Poprzednie działania ulotkowe zapewne odbiły się szerokim echem w Skarżysku, ponieważ niektórzy przechodnie słysząc rozmowy ze świadkami przy stojakach, pytali czy to jest jakaś nowa wojna religijna. Twierdzili, że żadna wojna religijna nie jest dobra i żeby świadków zostawić w spokoju, bo są nieszkodliwi. Dopiero po wyjaśnieniach ze strony osób tam działających, że tylko chodzi o akcje informacyjne, a nie o jakieś wojowanie ze świadkami i że organizacja świadków wcale nie jest taka przyjazna dla ludzi jakby się wydawało, o czym informują ulotki, a każde zło trzeba ujawniać i napiętnować, wydawali się trochę uspokojeni.

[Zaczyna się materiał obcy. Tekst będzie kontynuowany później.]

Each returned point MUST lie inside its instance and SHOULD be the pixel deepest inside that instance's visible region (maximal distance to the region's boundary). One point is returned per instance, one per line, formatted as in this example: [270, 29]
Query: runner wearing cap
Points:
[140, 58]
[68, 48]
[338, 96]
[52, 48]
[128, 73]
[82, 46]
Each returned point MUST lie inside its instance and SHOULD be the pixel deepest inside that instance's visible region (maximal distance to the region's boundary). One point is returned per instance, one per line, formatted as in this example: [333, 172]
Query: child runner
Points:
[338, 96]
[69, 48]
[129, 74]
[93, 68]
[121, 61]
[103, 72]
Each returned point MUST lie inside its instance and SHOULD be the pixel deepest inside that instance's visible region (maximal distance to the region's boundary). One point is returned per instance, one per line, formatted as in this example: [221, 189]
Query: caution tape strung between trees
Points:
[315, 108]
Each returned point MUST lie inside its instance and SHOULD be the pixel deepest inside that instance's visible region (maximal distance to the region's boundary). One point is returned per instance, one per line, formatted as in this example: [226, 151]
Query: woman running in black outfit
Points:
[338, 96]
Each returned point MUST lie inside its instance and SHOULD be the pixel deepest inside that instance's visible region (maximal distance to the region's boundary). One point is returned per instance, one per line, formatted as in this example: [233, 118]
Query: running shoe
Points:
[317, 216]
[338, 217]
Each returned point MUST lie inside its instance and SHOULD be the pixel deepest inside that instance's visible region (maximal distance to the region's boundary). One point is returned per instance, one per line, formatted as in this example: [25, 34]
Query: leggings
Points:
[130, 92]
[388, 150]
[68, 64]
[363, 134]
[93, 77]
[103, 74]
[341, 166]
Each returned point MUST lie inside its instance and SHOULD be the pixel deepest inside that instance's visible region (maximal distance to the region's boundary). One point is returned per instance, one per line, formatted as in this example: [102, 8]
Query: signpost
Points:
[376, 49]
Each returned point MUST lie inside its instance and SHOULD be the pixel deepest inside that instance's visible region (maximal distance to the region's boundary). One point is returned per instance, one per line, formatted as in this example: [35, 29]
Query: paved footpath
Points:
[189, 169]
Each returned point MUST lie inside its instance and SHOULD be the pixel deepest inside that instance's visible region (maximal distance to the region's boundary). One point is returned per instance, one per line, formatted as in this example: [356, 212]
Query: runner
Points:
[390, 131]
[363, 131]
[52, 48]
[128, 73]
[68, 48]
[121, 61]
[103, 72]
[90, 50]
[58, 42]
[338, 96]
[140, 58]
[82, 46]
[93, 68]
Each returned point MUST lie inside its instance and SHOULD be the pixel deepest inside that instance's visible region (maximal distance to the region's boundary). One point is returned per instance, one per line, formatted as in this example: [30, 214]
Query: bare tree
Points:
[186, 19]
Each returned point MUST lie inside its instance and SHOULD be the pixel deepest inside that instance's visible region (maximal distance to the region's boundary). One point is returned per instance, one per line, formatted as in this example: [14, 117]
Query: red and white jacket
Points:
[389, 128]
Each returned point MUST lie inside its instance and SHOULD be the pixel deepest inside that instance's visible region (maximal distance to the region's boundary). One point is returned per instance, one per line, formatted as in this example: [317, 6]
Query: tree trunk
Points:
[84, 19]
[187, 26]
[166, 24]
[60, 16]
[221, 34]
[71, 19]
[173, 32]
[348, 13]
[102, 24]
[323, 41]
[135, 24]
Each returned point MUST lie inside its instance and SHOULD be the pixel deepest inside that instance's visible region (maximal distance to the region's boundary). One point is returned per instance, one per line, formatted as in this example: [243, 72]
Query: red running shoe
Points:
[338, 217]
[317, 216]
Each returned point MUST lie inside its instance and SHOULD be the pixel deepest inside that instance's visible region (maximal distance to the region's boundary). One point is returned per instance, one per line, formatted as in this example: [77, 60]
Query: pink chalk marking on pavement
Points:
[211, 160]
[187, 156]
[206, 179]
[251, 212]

W jednej z aglomeracji tamtejszego trójmiasta (Skarżysko, Starachowice, Ostrowiec) do akcji z ulotkami przyłączył się jeden z dziewięciu kościołów Rzymsko-Katolickich (2000 wiernych). Jeszcze w marcu na próbę otrzymał on 50 ulotek, o których księża poinformowali z ambony, że wierni mogą sobie wziąć je ze stolika przy drzwiach po skończeniu nabożeństwa. Na początku lipca Kościół ten przyjął 900 sztuk ulotek za które, (ku zaskoczeniu przekazującego) ksiądz je przyjmujący bardzo dziękował. Chodziło o to, iż ów duchowny docenił w ten sposób fakt zaufania, jakim został kościół obdarzony i włączony do tej akcji informacyjnej. Jest także duże prawdopodobieństwo, iż wszystkie Kościoły tego miasta zostaną włączone do tej akcji, ponieważ mamy informacje, że jest już po spotkaniu Rady tych Kościołów, która zaaprobowała ten pomysł. Zapewne więc wkrótce będzie potrzeba dostarczenia w to miejsce większej ilości ulotek. Jesteśmy do tego przygotowani, chociaż może się okazać, iż trzeba będzie zaraz dodrukować kolejne 10 tysięcy jeśli wierni tych kościołów "nie opuszczają swoich wspólnych zgromadzeń".
To na razie tyle wieści ze świata ulotkowego. Zapraszam wszystkich do działania!